Volume > Issue > Emblem of an Exhausted Era

Emblem of an Exhausted Era


By Jason M. Morgan | October 2018
Jason M. Morgan teaches history, language, and philosophy at Reitaku University in Japan.

In the bleak midwinter a few years back, I visited an Eastern-rite Catholic monastery deep in rural Wisconsin. It was a long drive, past Lake Winnebago and into the snowy grays and whites of the far North Country. The world lay frozen and still. When my traveling companion and I finally arrived, a strapping young novice in a long black cassock and sporting a frizzy beard came out to greet us. He smiled warmly, sincerely — Christ-like. He took our scant luggage and showed us inside.

The monastery was quiet, of course. The walls were adorned with icons of the Blessed Mother, Jesus, and the angels and saints. A photograph of Pope Francis grinned down goofily from the wall halfway up the stairs. As we moved into the warmth of the foyer and brushed the snow from our shoes, a couple other monks passed us, silently acknowledging our presence, effortlessly taking our newness into the rhythm of their life of prayer.

Prayer — that was it. These were men who prayed. They prayed constantly. It was a prayer for them to meet us, a prayer when we later said goodbye. It was a prayer when we sat down to supper, and a big prayer when they rose at four in the morning to light the tapers, incense the icons, and chant the liturgy of the hours. It was prayer, and sacrifice. I later learned that one man there had given up a lucrative career and millions of dollars to join the brothers. Others had given up dreams of marriage, illusions of pleasure, and the holographic world of fleeting forms to be in that drafty old building in the middle of nowhere, with nothing to do all day except work in the kitchen, work in the fields, chant the liturgy, and offer every moment of their lives for the greater glory of almighty God.
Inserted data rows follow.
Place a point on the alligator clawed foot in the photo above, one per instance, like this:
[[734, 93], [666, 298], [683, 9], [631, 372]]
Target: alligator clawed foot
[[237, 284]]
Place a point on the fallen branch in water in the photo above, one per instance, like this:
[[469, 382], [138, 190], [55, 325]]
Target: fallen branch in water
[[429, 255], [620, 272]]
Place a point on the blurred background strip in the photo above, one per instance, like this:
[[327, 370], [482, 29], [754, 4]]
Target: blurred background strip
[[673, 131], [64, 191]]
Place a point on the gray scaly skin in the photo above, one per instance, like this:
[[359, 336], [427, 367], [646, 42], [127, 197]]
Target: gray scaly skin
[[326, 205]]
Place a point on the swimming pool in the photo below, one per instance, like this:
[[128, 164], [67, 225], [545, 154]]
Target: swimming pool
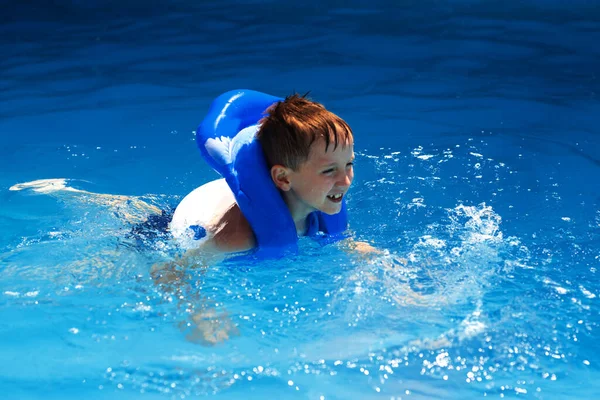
[[478, 156]]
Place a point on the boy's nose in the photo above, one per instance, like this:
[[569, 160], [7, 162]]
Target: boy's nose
[[345, 180]]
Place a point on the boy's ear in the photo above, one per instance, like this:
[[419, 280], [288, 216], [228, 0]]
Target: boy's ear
[[281, 177]]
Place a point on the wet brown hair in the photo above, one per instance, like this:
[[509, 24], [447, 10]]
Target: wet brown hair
[[292, 125]]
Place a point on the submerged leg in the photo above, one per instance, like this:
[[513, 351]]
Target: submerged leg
[[132, 209]]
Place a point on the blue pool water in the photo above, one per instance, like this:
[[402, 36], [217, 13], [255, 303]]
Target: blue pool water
[[478, 156]]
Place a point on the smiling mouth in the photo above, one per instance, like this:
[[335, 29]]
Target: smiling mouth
[[336, 198]]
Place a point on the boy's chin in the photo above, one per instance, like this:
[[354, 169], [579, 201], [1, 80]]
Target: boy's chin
[[331, 210]]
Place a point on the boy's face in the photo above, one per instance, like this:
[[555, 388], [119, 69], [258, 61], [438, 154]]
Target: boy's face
[[321, 182]]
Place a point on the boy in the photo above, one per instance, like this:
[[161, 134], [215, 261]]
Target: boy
[[309, 153]]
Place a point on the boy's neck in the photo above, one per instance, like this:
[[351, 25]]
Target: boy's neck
[[298, 210]]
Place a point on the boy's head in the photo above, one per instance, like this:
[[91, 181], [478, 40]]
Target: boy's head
[[290, 127], [310, 153]]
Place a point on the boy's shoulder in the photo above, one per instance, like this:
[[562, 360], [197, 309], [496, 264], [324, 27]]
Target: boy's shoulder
[[231, 232]]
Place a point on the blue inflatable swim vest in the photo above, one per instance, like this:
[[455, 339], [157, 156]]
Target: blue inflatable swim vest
[[226, 138]]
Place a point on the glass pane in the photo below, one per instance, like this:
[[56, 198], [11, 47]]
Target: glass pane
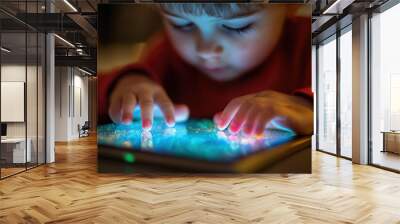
[[13, 72], [327, 96], [41, 98], [346, 94], [31, 97], [386, 89]]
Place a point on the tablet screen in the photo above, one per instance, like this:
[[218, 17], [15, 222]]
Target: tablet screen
[[193, 139]]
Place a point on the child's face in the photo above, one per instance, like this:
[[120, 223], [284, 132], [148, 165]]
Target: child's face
[[224, 48]]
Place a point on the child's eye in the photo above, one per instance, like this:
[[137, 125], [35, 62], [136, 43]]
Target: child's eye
[[238, 30], [184, 27]]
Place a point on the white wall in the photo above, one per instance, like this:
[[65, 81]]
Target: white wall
[[70, 83]]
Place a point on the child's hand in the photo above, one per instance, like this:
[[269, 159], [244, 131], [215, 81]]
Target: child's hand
[[251, 113], [137, 89]]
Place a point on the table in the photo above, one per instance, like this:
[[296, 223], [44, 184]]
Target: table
[[391, 141], [16, 148], [298, 162]]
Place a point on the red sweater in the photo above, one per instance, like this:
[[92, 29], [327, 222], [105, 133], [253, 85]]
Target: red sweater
[[287, 70]]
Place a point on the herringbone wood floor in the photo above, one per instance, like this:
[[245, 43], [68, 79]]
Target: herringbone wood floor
[[71, 191]]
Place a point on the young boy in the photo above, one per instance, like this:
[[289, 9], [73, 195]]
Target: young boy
[[241, 64]]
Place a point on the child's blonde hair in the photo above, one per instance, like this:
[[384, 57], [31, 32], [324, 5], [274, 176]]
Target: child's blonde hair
[[212, 9]]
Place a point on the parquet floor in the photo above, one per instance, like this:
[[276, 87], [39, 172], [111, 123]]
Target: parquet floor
[[71, 191]]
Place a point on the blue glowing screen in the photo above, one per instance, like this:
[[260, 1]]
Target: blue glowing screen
[[193, 139]]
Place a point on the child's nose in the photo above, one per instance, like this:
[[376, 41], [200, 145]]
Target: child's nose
[[209, 50]]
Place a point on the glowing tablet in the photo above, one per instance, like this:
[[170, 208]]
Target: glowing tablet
[[193, 141]]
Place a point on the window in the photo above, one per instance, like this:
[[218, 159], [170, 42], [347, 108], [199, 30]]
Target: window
[[385, 87], [346, 92], [327, 96]]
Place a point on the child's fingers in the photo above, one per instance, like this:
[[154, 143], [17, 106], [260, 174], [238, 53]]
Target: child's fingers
[[114, 110], [217, 118], [128, 105], [181, 112], [229, 113], [146, 105], [240, 118], [262, 121], [251, 121], [166, 106]]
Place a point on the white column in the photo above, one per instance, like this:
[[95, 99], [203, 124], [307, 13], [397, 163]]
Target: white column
[[50, 92], [360, 90]]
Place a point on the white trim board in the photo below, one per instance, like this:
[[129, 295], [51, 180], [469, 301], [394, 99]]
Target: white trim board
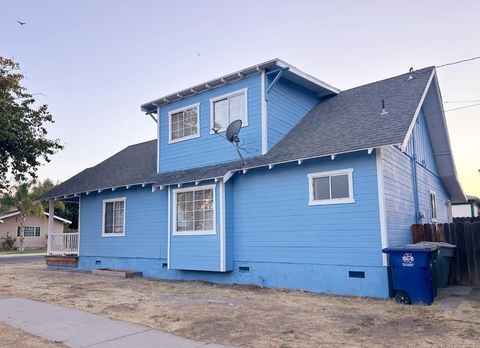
[[417, 112], [381, 205], [223, 264], [264, 114]]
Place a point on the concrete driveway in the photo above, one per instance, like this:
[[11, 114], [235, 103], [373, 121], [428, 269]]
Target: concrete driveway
[[25, 258]]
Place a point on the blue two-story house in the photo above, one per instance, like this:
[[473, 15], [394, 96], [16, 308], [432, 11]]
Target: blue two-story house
[[330, 178]]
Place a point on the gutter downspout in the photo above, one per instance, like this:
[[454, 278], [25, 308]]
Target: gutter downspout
[[415, 182]]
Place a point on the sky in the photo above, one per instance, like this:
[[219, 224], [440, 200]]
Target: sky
[[95, 62]]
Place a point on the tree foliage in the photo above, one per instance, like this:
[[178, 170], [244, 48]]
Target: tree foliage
[[23, 136]]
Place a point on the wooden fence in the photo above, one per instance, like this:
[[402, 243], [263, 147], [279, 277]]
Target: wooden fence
[[465, 268]]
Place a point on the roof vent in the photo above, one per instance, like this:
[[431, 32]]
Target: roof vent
[[411, 71], [384, 111]]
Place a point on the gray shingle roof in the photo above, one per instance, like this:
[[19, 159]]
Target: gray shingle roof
[[347, 122], [133, 165]]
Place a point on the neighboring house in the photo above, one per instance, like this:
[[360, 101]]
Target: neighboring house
[[35, 229], [331, 177], [470, 208]]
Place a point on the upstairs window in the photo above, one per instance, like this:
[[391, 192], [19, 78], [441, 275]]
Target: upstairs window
[[29, 231], [333, 187], [114, 217], [228, 108], [433, 206], [194, 211], [184, 123]]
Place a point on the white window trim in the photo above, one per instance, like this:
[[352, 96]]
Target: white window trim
[[433, 219], [174, 210], [213, 100], [350, 199], [183, 108], [105, 201], [24, 236]]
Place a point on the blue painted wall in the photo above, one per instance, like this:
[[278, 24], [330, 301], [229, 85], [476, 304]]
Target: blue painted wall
[[145, 224], [287, 104], [270, 229], [274, 223], [399, 185], [210, 148]]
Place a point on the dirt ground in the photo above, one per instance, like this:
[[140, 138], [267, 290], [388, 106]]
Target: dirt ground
[[249, 316], [11, 337]]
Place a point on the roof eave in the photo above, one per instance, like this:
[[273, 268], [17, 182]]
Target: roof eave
[[301, 77]]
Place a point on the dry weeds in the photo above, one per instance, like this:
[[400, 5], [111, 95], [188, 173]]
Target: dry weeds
[[248, 316]]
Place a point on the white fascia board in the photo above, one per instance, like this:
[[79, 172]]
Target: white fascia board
[[417, 112], [232, 77]]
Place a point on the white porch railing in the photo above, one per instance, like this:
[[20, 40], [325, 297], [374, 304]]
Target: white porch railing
[[62, 243]]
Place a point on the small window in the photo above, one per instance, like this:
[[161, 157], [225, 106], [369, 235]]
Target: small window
[[29, 231], [194, 211], [228, 108], [113, 217], [331, 187], [433, 205], [184, 123]]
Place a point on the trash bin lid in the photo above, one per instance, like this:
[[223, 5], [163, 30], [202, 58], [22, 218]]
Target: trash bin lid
[[440, 244], [413, 247]]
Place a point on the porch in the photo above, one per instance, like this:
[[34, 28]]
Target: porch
[[60, 244]]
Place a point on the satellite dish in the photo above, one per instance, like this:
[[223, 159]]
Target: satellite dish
[[232, 131]]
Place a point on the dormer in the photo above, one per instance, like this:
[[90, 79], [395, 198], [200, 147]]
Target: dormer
[[269, 98]]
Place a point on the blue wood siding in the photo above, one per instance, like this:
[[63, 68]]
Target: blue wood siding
[[399, 185], [287, 104], [145, 224], [272, 234], [196, 252], [274, 223], [210, 148]]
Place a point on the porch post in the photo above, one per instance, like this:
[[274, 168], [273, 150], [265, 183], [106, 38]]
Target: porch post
[[50, 231]]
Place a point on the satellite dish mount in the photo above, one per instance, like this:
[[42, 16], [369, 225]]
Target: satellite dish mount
[[231, 135]]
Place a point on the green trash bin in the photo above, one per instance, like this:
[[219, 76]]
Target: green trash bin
[[441, 268]]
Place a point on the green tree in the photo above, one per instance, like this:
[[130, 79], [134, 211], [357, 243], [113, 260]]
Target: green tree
[[23, 201], [23, 136]]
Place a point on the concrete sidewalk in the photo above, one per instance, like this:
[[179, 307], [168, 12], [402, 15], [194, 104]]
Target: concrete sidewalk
[[77, 328]]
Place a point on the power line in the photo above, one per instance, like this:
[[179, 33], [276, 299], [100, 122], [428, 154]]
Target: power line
[[462, 101], [463, 107], [457, 62]]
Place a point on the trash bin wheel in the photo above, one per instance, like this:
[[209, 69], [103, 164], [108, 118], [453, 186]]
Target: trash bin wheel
[[402, 297]]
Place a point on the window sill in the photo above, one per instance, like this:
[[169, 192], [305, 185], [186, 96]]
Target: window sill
[[194, 233], [113, 235], [184, 138], [333, 201]]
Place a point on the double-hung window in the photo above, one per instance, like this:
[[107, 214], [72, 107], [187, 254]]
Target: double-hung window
[[114, 217], [194, 211], [228, 108], [29, 231], [184, 123], [333, 187], [433, 206]]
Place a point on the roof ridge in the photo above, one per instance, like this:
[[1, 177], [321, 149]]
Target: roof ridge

Why? What was in it for them? What was their recompense for a life cloistered away from the mundane? In a word, joy. Not silly emotions or mere surefooted happiness, but the strange affirmation at the center of our deepest heart of hearts that our one big dream is going to come true: We are one day going to look upon the face of God. It is the pearl of great price for which those few men had given up everything else and moved — some from as far away as Ireland and Australia — into the wilderness of upper Wisconsin.